Learn English – This is the watch that I (have/had/–) lost. — what’s the difference

past-perfectpast-tensepast-vs-past-perfect

I've got a sentence on a learner's site, "This is the watch that I had lost" and now it's puzzling me. What's the rule to use the Past Perfect here? And why should I use specifically this tense?

It's stated, that this sentence is right and well-formed. But if someone replaced "had" by "have":
"This is the watch that I have lost", it would be impossible unless the watch is shown on a photo. Is it right?

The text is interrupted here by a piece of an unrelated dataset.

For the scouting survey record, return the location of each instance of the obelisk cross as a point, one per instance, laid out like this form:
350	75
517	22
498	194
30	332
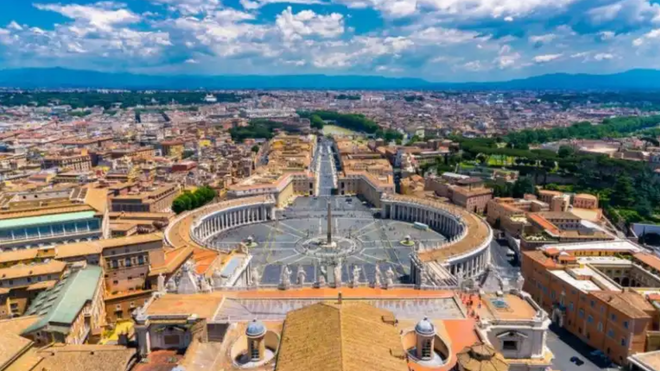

Why can't I just use the Past Simple here: "This is the watch that I lost" ?

Best Answer

As you say, what you would ordinarily say is

This is the watch that I lost.

If you are required by the imbecility of testwriters to use a perfect, it must be a past perfect.

Because you now have the watch, you cannot say that you have lost it (except in a very unlikely 'experiential' sense of the perfect). Consequently, only the past perfect would be at all likely.

  • CORRECTION, thanks to Sydney: It is also possible that you don't have the watch but are "showing a photo of" it; in this case the present perfect would be appropriate—but not required.

However, the past perfect is not required; in fact, it is inappropriate unless there is in the discourse some salient past time to which the perfect is related. For instance:

Officer Thomas arrested me for behaving suspiciously, even though I told him I was looking for my watch. But my friend Joe went back and found it, right where I was looking. This is the very watch that I had lost!